|Apologies for the tardiness of this review -- the original one was deleted as I was trying to submit, so it had to wait until I found some more time. |
This revision by Paul et al. addresses many of my prior concerns, but I do still have some after a second reading.
First, the formulations of Equation 8 and 14 is still confusing and counter-intuitive. I think it would be better to put a minus sign in front of dn(O2) and dn_total_respi, respectively:
n(O2)_t+dt = n(O2)_t - dn(O2)
n(O2)_t+dt = n(O2)_t - dn_total_respi + dn_photosynthesis
It preserves the intuitive sense that respiration removes O2, even though the value of those quantities is positive. The equations derived from these would then need to be modified accordingly. Equation 19 and aN in L567, for example, would need a negative sign in front of F_total_respi to preserve the same sense.
Second, the estimation of fractionation factors in the light seems to underestimate systematic uncertainties. The fractions and fractionation factors for Mehler and photorespiration are assumed based on prior literature but it is not clear whether (or how) these assumptions were included in Monte Carlo uncertainty estimates. While some effort has been made to do some sensitivity tests in 3.2.2 and in the supplement, they could use with some elaboration and justification. How sensitive are the estimates to the two different values of 18e_Mehler?
Finally, is there a working rationale for why terrestrial plant photosynthesis would enrich O2 in 18O if chloroplasts do not? The result is unexplained (similar to that of Eisenstadt) and therefore a bit unsatisfying. Can one rule out remnants of some oxygen-consuming process like light-dependent oxygen consumption at a terminal oxidase (Mehler/PTOX etc.)?
Overall, I suspect these concerns and questions require major revisions to address -- although I believe they can be fixed.
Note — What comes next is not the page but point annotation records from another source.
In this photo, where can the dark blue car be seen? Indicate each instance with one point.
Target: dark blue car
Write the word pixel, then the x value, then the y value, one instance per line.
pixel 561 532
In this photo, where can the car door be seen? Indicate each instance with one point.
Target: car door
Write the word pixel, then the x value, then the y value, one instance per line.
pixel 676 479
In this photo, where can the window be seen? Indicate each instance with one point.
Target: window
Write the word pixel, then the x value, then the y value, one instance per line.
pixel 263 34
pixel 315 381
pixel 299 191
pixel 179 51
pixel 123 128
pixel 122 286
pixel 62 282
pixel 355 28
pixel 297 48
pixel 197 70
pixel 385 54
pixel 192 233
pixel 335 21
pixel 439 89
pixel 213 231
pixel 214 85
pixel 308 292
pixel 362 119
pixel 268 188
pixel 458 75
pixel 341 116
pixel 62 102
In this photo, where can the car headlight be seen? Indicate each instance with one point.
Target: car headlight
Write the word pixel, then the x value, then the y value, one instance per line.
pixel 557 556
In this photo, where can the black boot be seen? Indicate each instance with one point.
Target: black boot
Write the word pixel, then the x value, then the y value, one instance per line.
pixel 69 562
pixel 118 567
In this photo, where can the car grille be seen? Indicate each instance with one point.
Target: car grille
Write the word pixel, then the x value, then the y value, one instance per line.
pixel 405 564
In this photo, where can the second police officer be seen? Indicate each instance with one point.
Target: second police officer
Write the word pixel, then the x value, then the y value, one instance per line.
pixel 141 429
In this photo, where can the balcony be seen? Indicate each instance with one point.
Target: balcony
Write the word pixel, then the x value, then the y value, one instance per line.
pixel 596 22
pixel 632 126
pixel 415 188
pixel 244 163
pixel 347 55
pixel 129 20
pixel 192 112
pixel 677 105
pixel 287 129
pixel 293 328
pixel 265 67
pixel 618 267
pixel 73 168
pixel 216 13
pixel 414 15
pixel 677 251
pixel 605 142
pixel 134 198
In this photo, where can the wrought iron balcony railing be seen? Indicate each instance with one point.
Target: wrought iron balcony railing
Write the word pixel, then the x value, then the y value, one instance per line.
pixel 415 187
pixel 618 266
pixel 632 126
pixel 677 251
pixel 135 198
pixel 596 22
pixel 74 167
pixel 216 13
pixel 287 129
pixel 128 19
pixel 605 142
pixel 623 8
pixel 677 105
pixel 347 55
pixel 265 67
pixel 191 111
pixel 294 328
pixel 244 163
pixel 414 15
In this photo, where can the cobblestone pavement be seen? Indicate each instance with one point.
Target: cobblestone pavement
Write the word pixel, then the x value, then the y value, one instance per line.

L48-50: Dole's precise measurement of the 18O/16O ratio dates back to 1935 (10.1021/ja01315a511) or 1936 (10.1063/1.1749834) when he reported the relative atomic weight of oxygen in air and Lake Michigan water. His result translates somewhere in the ballpark of +21 per mil, not the 23.88 value implied in this sentence. Incidentally, the 23.88 per mil value from Barkan and Luz is perhaps overly precise given the more recent measurements from Pack (24.15; 10.1038/ncomms15702) and Wostbrock (24.05; already cited). I suggest rephrasing the latter part of this sentence to be more clear and representative of the literature and using "~24 per mil" instead.
L61: The isotopic discrimination found by Guy et al. varied a bit depending on origin (cyano/diatom/chloroplast). This sentence should at least acknowledge that what is being reported is an average of the three results.
L82/83, 663/664: Nannocloreopsis --> Nannochloropsis & oreinhardtii --> reinhardtii
L85: better be --> be better
L88: delete "the" before Southeast Asia
L122: delete "the" before dark respiration
L584-599: Please include more information about the sensitivity tests in the main text. I don't know from here what the numerical range of each variable was, how it was chosen, nor how multivariate problems were addressed (e.g., photorespiration and Mehler). The supplement only shows a couple tests -- I imagine the authors could do a Monte Carlo estimate quite easily and derive a more accurate uncertainty range from that.
L607: DARK respiration
L608-610: Theta, the slope of ln(1+d17O) vs. ln(1+d18O), and gamma are not comparable, as they are defined differently. Generally speaking, if theta = 0.516, then the observed triple-isotope slope and gamma in experiments would be larger. This section seems to suggest that they are equivalent.
L614-624: I think it would be more appropriate to say that the increase in D17O in these experiments is due to light-dependent processes rather than photosynthesis specifically, given that it was not possible to separate them.
L647-650: It is worth noting that Guy et al. (1989) (10.1007/BF00392616) found similar fractionation factors in P. triconutum and land plants.